As this was Gates’ last keynote, he took the time to look back at the keynotes he has provided for CES, including his first in 1994. He talked about the Digital Decade, a phrase made popular when Gates wrote his book The Road Ahead. He talked about Windows 95 through Vista—noting that 100 million users are now on Vista—touted the digital entertainment systems that Microsoft has shipped as part of Windows XP and Vista, and talked about Zune as an alternative to Apple’s iPod.

After a video poking fun of Gates’ inability to get into retirement mode—one which included celebrities from around the world fielding Gates’ calls as he pitched them on joining into projects such as recording a rap video, acting in a movie, or joining U2 (the latter done via a call to Bono during a concert to say that Gates had scored a top score on Guitar Hero), Gates then launched into the present.
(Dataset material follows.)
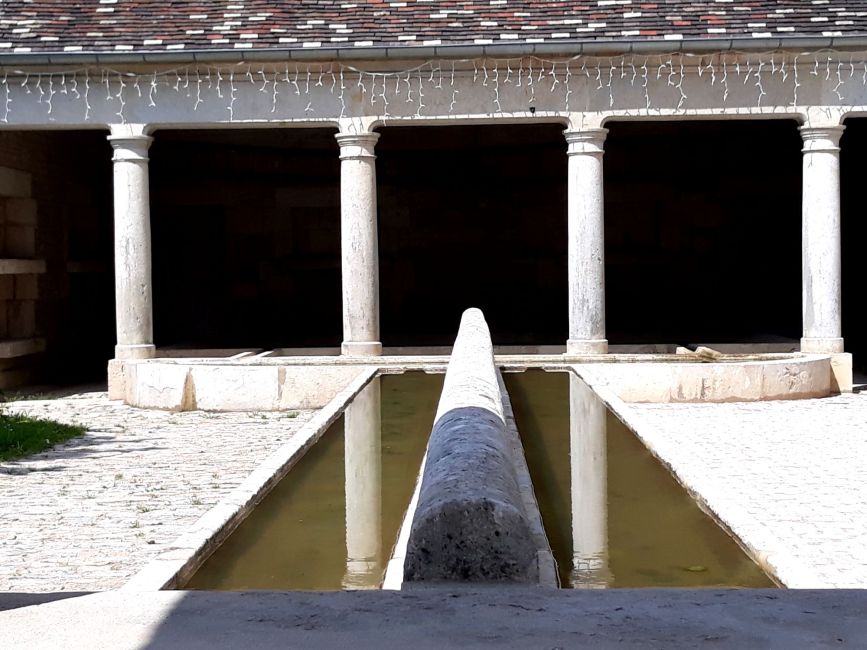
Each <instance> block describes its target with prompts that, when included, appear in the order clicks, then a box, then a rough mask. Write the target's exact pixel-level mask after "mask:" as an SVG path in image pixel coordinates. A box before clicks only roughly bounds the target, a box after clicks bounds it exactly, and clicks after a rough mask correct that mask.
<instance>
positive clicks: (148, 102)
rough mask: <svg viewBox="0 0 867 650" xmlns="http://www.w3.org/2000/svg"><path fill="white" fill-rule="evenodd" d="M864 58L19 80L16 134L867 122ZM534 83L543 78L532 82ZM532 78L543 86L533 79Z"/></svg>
mask: <svg viewBox="0 0 867 650" xmlns="http://www.w3.org/2000/svg"><path fill="white" fill-rule="evenodd" d="M865 70H867V67H865V53H864V52H841V53H837V52H828V51H824V52H821V53H792V52H780V51H776V52H766V53H751V54H737V53H726V54H713V55H711V54H708V55H704V56H694V55H684V56H680V55H669V54H660V55H649V56H645V55H634V56H633V55H626V56H623V57H621V56H612V57H581V58H574V59H571V60H566V59H559V60H553V59H547V60H544V59H540V58H536V57H525V58H523V59H522V58H511V59H494V58H487V59H477V60H461V61H451V60H446V59H433V60H429V61H397V60H386V61H346V62H342V63H339V62H331V61H322V62H316V61H313V62H310V63H307V62H298V63H297V64H296V63H295V62H292V63H289V64H288V65H287V64H286V63H275V64H264V65H260V64H255V63H253V64H248V63H242V64H232V63H226V64H220V65H219V66H216V65H211V66H208V65H199V66H198V67H196V66H194V65H189V66H181V67H167V66H165V65H158V64H154V65H141V64H137V65H134V66H129V67H127V68H123V69H112V70H104V69H101V68H90V69H86V68H84V67H79V68H75V67H73V66H57V67H54V68H45V67H43V68H31V69H15V70H7V82H6V84H3V85H0V124H2V126H3V127H8V128H69V127H76V128H80V127H82V126H84V127H87V126H90V127H93V128H105V127H106V126H107V125H110V124H119V123H121V124H122V123H132V124H148V125H151V127H152V128H163V127H166V128H171V127H190V126H199V127H202V126H205V127H207V126H215V125H226V124H232V123H234V124H238V125H248V126H255V125H268V124H274V123H278V124H279V123H285V124H293V125H294V124H299V125H315V124H328V125H331V126H334V125H337V124H338V123H340V122H341V121H350V122H351V121H353V120H358V121H360V122H366V123H376V124H382V123H385V124H388V123H397V122H402V123H406V122H416V123H429V122H436V121H441V120H447V121H450V122H478V121H488V120H506V121H537V120H547V121H551V120H554V121H562V122H564V123H567V122H569V123H571V124H572V127H573V128H582V127H594V126H597V127H598V126H600V125H602V124H603V123H604V122H605V121H606V120H610V119H612V118H615V119H648V118H650V119H654V118H666V117H671V116H677V117H680V118H687V119H689V118H702V119H704V118H714V117H716V118H722V119H731V118H741V119H743V118H751V117H758V116H762V117H779V118H795V119H799V120H801V121H803V122H805V123H808V124H809V123H814V122H817V121H819V122H824V123H838V122H839V121H840V119H841V118H842V116H844V115H846V114H859V113H865V112H867V74H865ZM531 72H532V75H531V74H530V73H531ZM530 80H532V82H531V81H530Z"/></svg>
He showed Silverlight and stated Microsoft’s plan was to "make Silverlight a standard." Although he gave no plans as to how this will be accomplished, one way that Microsoft is forcing users to Silverlight is that it is required for viewing any content about the show at www.microsoft.com/ces.

One of the partnerships that Gates mentioned was a partnership with NBC to use Silverlight and the VC1 encoding standard as the exclusive online video delivery tool for NBC’s Beijing 2008 Olympic games, which kick off on 8-8-08. The intent, said Gates, is to allow live and on-demand viewing of almost 3600 hours of content, with a sample interface being shown during the keynote that was somewhat akin to CNN’s quad-window Pipeline interface. NBC’s Bob Costas reiterated the partnership in a taped testimonial about Microsoft’s MSN platform and its ability to deliver content which was touted as a radical new programming method for Olympic coverage. An allusion was made to high definition (HD) content being available but it was unclear whether this was both live and on-demand streaming content or just on-demand downloadable videos.